Wednesday, June 3, 2020


I've been reading a book titled No Shortcuts: Organizing for Power in the New Gilded Age by Jane McAlevey. McAlevey is an extraordinary union organizer who has lots to teach about how to bring about change.

The most mind-blowing takeaway for me has been that mobilization is not organization.

Examples of mobilization include: marches, rallies, putting a black square on our social media handles, and protests at airports (to name a few). People can be mobilized rather quickly because people only need to read a headline to get fired up and then to show up. Sometimes, they don't even need to read a headline. I remember when I was a graduate student at UCLA and there was an issue that some of us were thinking about protesting. And one of my colleagues said "Do we want a bunch of people to come and get naked? I know a bunch of people who will do that if I just give them a call."

We saw mobilization happen when Trump issued Executive Order 13769 in early 2017, also known as The Muslim Travel Ban. Thousands of people mobilized in airports to protest this ban. It happened fast and it took my breath away to witness what I view as our nation's salt of the earth decide quickly to come out and stand up for justice. Prior to the airport protests was the Women's March when the entire world mobilized to march and protest the sinful administration.

What makes organization different from mobilization is that it takes a very long time. It takes lots of conversations not only about how nice or mean an individual is, but how functional or dysfunctional systems are.

This morning on The Daily NYTimes podcast with Michael Barbara, I was blown away by the reporting by Shalia Dewan who presented eye-opening information about why it is almost impossible to create positive reform within law enforcement.

When there is a complaint about a cop, the internal affairs division kicks in to investigate. In other words, the police are being left to police themselves. When there is a complaint that is investigated, police use the argument of precedent to protect a bad cop. In other words, if there is a precedent of leniency for a misbehaving cop, that precedent is used to argue for the same leniency for the bad behavior of the moment.
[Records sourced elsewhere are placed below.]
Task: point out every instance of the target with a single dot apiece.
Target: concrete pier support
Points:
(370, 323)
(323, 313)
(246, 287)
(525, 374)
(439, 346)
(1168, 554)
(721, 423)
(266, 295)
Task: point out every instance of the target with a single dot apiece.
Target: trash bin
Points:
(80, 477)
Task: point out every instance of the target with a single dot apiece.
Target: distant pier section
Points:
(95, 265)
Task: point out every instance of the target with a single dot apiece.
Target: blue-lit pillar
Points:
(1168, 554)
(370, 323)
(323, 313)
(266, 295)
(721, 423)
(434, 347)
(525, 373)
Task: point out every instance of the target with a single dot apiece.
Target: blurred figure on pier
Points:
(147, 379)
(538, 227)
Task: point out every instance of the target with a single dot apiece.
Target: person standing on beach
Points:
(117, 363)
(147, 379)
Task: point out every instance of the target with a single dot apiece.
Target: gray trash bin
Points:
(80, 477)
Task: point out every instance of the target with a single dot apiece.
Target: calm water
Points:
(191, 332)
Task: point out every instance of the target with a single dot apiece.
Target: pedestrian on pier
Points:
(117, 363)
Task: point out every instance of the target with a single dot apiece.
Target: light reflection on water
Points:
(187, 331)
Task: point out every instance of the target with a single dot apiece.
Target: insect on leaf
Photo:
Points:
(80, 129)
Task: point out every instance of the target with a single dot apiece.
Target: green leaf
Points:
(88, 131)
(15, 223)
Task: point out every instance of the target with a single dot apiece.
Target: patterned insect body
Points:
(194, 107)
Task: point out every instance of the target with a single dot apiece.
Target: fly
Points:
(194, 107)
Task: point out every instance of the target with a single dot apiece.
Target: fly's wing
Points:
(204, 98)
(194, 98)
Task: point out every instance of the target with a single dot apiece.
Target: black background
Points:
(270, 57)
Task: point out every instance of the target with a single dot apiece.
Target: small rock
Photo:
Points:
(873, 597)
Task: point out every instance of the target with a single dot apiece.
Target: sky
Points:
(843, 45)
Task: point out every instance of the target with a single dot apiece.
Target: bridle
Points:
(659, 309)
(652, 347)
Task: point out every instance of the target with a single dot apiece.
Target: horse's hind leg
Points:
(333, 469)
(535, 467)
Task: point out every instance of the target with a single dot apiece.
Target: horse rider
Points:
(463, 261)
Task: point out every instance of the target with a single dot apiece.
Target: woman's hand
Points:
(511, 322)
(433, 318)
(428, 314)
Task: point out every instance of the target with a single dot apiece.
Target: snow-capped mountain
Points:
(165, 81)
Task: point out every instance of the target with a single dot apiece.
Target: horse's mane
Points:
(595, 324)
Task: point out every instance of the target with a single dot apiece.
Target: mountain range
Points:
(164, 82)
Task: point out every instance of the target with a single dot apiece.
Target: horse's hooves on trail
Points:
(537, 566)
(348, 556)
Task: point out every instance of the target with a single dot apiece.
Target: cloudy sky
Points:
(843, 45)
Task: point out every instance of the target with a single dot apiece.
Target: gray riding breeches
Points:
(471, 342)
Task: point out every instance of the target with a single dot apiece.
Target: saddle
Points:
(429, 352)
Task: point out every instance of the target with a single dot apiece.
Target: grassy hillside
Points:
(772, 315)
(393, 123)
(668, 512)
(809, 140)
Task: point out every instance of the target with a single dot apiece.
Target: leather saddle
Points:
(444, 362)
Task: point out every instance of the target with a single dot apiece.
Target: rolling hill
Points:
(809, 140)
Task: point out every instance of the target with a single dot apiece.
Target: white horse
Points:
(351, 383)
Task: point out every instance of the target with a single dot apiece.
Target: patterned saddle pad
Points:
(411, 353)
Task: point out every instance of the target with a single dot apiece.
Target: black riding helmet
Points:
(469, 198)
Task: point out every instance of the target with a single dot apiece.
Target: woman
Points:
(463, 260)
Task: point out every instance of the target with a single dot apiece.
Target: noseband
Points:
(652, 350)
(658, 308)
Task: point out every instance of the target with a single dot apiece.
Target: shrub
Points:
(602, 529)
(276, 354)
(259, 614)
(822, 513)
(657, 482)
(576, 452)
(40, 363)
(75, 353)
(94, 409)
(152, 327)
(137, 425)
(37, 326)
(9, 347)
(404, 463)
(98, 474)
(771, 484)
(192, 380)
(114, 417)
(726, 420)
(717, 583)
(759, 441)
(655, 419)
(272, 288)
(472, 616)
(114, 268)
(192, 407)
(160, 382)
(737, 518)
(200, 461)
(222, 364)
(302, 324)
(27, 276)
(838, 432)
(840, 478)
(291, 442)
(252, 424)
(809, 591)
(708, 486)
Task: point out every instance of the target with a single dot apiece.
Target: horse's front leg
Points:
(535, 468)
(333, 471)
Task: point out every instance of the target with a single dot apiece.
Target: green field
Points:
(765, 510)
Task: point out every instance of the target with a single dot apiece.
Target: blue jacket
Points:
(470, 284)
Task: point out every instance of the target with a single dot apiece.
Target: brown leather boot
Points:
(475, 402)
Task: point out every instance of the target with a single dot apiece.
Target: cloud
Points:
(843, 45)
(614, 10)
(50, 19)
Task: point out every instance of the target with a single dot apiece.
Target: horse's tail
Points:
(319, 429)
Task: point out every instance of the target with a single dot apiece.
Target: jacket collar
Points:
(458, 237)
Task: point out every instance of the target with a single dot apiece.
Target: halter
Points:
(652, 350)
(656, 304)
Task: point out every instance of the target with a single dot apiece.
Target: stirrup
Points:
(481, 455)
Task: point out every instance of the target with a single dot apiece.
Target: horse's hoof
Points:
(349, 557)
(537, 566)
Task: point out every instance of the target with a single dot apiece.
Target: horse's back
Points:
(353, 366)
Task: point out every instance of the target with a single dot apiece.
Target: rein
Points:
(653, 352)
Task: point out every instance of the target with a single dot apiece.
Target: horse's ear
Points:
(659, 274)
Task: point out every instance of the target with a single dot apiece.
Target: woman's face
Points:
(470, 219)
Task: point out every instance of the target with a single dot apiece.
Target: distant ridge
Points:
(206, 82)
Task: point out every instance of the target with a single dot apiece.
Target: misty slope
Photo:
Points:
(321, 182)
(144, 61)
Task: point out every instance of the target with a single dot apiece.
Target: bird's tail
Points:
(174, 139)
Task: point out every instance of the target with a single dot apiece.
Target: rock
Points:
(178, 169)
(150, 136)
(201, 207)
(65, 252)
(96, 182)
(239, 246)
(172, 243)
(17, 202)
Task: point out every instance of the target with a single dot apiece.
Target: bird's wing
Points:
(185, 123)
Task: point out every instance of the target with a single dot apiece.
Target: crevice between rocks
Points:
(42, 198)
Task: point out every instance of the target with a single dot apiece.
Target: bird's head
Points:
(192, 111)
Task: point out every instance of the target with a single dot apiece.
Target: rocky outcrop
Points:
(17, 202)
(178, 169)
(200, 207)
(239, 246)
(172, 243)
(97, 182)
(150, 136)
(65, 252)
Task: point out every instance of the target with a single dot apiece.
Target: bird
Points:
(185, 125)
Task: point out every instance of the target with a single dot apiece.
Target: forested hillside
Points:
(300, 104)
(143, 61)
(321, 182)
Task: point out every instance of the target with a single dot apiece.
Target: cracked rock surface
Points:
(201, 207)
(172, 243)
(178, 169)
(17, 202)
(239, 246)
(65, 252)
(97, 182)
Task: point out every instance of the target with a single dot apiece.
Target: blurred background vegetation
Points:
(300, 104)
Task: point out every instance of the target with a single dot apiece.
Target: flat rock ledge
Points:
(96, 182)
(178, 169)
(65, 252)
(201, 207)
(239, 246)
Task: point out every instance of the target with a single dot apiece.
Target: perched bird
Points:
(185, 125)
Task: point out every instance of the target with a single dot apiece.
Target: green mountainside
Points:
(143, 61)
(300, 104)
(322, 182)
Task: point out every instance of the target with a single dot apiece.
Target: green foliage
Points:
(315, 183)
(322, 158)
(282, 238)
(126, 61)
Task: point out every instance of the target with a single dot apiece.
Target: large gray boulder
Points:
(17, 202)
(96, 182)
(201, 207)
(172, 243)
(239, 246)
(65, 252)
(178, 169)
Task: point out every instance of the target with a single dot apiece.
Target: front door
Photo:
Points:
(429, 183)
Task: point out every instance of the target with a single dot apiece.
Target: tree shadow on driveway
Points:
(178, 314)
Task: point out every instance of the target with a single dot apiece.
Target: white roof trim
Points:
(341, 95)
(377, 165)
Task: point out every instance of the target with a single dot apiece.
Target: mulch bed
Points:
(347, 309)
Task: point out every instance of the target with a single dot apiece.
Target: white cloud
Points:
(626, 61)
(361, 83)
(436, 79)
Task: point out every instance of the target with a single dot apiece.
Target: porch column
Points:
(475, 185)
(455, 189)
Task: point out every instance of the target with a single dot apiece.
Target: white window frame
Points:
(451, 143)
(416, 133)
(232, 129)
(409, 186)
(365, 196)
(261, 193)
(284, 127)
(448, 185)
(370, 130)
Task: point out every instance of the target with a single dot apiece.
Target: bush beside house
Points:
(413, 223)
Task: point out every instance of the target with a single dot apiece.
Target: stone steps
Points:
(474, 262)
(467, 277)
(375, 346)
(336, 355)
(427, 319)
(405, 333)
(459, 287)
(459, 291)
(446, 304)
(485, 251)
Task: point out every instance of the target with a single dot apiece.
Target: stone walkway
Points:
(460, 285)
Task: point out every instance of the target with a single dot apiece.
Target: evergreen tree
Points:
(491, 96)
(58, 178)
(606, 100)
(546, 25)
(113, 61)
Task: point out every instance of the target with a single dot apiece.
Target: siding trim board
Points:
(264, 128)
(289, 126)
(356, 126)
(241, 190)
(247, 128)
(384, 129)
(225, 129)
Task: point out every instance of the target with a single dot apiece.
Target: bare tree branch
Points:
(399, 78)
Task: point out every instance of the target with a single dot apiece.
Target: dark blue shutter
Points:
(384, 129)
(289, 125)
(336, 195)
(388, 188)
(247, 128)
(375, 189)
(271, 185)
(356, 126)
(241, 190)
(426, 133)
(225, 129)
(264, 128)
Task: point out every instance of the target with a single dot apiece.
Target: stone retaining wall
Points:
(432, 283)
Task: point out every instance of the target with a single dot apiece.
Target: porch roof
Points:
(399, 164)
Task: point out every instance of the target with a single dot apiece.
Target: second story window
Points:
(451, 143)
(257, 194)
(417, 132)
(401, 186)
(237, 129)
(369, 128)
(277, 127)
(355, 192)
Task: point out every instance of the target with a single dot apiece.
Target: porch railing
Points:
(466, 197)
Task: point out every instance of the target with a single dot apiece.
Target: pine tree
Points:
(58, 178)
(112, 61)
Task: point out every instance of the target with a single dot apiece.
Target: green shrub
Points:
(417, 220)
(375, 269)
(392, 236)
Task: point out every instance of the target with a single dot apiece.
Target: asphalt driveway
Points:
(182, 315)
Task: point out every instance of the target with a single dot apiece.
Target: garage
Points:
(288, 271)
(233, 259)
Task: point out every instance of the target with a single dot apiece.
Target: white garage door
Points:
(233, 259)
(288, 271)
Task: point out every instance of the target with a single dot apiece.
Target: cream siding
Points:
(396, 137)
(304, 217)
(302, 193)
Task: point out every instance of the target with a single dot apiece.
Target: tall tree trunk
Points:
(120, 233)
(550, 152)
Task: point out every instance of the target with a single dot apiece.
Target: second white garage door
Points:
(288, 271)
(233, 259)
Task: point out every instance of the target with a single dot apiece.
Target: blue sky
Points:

President Obama released his statement about our current crisis a couple of days ago. In it, he said:
"If we want to b ring about real change, then the choice isn't between protest and politics. We have to do both. We have to mobilize to raise awareness, and we have to organize and cast our ballots to make sure that we elect candidates who will act on reform."
This afternoon, President Obama provided comments via television to underscore the importance of both mobilization (which is what we are seeing all around us) and the difficult and arduous work of organization. I think the organization part has many prongs. It's organizing to vote and get good people into office. It's also thinking locally and talking with neighbors about a matter like police reform, use the points that journalists like Dewan unearth, and then latching onto our city leaders and not letting them off the hook for a very long time until reforms are made.

McAlevey notes that the way to find the true organizers in a movement is to find the ones who are listening, not performing. Organizing leaders listen more than they speak, they read and think and converse in order to understand the complexities of an issue, and they dig into the work with a tenacity that lasts not a day or a week or a month ... but years. A lifetime, actually.